Cuando volví a Miraflores en 1995, a diez años de la partida, no estaban ni Guillermo, ni doña Alfredo, ni el viejito zapatero. No quise saber si se habían mudado, de barrio o de mundo. Total, Miraflores había cambiado tanto que quizá nadie podría informarme. Al parque Salazar le dejaron menos parque, le pusieron terrible centro comercial, con cines y todo, ahí, colgado del barranco: Larcomar.

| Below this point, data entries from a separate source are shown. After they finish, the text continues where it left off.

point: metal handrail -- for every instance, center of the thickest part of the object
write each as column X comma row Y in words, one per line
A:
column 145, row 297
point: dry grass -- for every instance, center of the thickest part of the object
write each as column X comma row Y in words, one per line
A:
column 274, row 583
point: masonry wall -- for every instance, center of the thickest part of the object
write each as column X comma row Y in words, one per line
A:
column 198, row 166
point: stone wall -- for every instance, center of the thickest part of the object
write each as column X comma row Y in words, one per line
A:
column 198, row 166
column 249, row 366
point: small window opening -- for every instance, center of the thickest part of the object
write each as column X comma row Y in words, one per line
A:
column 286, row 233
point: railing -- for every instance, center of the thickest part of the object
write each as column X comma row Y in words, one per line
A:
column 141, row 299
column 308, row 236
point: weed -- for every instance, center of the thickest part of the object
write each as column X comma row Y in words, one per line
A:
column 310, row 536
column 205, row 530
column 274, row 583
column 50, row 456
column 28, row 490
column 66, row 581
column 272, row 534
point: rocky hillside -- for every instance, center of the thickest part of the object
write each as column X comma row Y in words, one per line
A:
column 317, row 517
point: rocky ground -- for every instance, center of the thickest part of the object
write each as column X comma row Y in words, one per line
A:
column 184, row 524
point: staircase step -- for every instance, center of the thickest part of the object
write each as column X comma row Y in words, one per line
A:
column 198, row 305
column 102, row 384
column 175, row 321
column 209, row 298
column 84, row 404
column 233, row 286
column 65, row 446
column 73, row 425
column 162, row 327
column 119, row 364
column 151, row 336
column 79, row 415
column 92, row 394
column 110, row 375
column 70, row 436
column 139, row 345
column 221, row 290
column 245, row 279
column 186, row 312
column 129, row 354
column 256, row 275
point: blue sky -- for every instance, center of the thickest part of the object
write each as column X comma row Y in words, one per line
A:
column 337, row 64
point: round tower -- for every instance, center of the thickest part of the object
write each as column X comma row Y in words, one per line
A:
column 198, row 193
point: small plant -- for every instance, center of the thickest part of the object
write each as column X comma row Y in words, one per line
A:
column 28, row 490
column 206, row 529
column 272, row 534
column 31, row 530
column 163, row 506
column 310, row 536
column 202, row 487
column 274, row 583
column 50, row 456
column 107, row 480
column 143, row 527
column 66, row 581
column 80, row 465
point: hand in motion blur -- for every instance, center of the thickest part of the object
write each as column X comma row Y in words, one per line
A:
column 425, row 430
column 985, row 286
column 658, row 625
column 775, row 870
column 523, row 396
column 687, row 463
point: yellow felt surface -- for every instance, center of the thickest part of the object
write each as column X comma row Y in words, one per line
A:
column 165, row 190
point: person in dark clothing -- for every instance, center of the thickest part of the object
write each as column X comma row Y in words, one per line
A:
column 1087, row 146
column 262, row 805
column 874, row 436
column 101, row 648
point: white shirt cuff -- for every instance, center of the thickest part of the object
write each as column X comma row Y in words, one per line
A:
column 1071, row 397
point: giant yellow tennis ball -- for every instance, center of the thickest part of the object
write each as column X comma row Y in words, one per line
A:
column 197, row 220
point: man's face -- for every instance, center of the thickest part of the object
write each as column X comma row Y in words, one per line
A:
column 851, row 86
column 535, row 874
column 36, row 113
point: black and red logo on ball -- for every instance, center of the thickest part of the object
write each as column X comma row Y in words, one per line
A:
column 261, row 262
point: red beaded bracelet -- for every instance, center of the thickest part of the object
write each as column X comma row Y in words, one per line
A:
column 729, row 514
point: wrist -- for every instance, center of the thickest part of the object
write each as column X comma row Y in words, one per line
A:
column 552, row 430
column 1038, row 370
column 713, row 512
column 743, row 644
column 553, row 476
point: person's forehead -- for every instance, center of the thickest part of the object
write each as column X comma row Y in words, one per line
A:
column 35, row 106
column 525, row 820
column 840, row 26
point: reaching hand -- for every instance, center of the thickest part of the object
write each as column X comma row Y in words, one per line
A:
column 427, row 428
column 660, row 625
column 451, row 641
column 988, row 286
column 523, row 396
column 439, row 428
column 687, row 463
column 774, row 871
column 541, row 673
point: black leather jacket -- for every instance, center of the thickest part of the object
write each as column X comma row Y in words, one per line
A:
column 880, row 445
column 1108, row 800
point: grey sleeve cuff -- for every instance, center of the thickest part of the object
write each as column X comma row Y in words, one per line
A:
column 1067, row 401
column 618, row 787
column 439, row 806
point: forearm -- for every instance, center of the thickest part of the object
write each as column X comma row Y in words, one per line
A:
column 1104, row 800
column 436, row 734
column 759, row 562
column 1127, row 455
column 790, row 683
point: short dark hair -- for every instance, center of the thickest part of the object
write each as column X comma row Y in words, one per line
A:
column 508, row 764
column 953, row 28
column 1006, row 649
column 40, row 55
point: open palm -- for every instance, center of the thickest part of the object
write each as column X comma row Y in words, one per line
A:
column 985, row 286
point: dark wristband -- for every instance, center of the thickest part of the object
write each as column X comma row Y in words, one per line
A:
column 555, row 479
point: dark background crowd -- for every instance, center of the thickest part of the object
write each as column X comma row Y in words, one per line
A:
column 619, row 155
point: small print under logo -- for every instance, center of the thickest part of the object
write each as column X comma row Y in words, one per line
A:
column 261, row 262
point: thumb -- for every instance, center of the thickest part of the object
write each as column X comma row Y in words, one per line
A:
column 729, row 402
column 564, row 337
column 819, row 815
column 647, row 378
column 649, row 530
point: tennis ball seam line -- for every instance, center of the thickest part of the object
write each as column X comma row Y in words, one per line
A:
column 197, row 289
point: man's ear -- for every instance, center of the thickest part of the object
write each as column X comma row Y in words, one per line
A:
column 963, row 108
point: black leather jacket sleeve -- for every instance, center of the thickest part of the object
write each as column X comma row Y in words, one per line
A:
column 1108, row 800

Los edificios altos que antes eran contados atropellaron Larco, el malecón, las calles laterales (es que se olvidaron de los terremotos, que mantuvo chata a Lima tanto tiempo; el último fue en 1974). Aparecieron negocios de fast food y galerías con tiendas feas, y cibercafés y hoteles enormes, academias de cualquier cosa, ruido y embotellamientos. Como si el destino ya sufrido por el centro de Lima fuera inevitable para cualquier distrito apetecido de la capital.

Algo mareada deambulo en ese regreso por los alrededores de mis calles, Fanning y Diego Ferré, y doy con el Auditorio de Miraflores, sobre Larco y a la vuelta de Fanning. De pronto veo sentada en un banquito bajo, mucho más chica que en mi recuerdo, a la abuelita del Motita. Un policía que hace guardia por ahí me dice: "¿La conoce?". "Creo que la conocí". "Hace años que para aquí", me informa. Y agrega, después de una pausa: "Ya no ve, está ciega. Y ella dice que tiene cien años".

Me acerco a la viejita y compruebo sus ojos sin mirada, calmos, congelados en una nube clara. Siente mi presencia y me ofrece su escasa mercadería -fósforos, cigarrillos sueltos. Le compro algo y le pregunto si es verdad que tiene cien años. "Será pues, hijita, ya no los cuento". Luego tanteo a ver si me recuerda. Le doy datos, la casa, la dirección, los niños, el Motita. Queda pensando. Vacila. Al final parece despertar: "¿Tú eres pues la uruguaya?. ¿La mamá de aquellos chiquitos bien traviesos?" Recién sonríe. Me pregunta si ya van al colegio; universidad, para entonces, pero la dejo en los años largos. "Bien bonitos, tus hijitos, bien gringuitos. Y qué palomilla".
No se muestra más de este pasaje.